I did this every single time I came home for weeks. It was exhausting, but it worked. I finally got him to the point where he didn’t explode out of the crate and destroy things. I’d make him sit before opening the door, and when I opened it, he’d run out and straight for the back door. Then I’d let him in the yard to run off the ya yas. When he’d come in, he’d still be excited to see me, but he wouldn’t destroy things and it wasn’t over the top, full-on freak out like it had been.
Anyway, you could try something like this, only during periods of noise. If you can arrange for noisy periods that would be best, though, because I think if you try this sporadically, it won’t work.
To address the crate issue, how big is the crate?
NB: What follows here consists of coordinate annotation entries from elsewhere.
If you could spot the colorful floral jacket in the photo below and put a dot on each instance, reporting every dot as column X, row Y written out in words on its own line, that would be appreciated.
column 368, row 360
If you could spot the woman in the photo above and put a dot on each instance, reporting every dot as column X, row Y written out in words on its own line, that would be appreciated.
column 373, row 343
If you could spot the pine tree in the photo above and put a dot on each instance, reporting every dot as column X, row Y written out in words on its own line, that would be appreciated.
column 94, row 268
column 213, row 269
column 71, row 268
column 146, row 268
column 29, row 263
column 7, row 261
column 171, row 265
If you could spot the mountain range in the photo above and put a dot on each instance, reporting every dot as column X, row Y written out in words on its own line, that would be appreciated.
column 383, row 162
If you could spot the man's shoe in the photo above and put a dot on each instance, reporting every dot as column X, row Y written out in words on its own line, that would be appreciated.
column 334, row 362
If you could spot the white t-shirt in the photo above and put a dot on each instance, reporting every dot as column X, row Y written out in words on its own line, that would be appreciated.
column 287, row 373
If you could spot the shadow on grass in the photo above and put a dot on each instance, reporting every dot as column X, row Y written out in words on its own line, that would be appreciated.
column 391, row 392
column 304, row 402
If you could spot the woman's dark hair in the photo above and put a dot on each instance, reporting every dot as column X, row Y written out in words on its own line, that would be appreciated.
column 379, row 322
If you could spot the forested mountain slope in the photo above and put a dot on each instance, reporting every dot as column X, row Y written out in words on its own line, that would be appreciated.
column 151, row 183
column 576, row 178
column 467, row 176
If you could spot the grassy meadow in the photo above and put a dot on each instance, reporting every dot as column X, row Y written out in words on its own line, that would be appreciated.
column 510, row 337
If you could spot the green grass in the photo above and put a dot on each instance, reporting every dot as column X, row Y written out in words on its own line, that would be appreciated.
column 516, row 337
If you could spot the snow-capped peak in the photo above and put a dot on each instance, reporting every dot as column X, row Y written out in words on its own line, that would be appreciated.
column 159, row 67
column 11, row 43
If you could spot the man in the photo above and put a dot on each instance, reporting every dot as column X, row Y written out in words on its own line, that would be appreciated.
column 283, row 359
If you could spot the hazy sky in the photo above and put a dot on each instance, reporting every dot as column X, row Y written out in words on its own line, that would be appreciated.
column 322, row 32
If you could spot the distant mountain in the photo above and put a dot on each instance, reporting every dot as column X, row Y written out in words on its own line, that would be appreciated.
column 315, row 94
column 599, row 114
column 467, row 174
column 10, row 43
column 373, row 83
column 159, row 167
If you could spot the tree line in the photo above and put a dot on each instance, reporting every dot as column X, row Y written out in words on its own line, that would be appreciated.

I had a big dog, so the crate was big enough for both of us. I actually got in the crate with him a few times and just hung out for an hour or two. I’d start out by doing ear massages and petting him, then we’d settle in to a nap. This really helped–he stopped fighting the crate once he realized I wasn’t making him stay someplace I wouldn’t go myself.
I was a little cautious about getting into the crate at first, because I was worried about getting hurt if he started freaking out. I didn’t do the crate part of things until I was seeing a lot of improvement with the yoga breathing and ear massages calming him. The first time I got in the crate with him, I left the door open, and I started with me closest to the door so I could get out if needed. He never fought it with me in it, though, so I did a couple of sessions with the door closed. Of course, the first time I closed and latched the door, I panicked for a moment hoping I could open it again from the inside, so it would be best to have someone else around to confirm if you try this.
Anyway, all of this worked. He could never be trusted loose in the house if I was gone, but the crate became a safe place he trusted to stay in when I left. The really cute thing is that he learned to yoga breathe. During our sessions on lead, he’d start breathing loudly through his nose as he calmed down. And for quite sometime thereafter, I’d hear him do the yoga breathing on his own every once in a while while he was relaxing. If I heard him do it, I’d do it too in order to reinforce the idea of calm.
Good luck. I know how frustrating it is to deal with anxiety. I loved my dog, but I don’t ever want another one with that severe a problem. I had him well-managed, but it took a lot of effort to maintain that.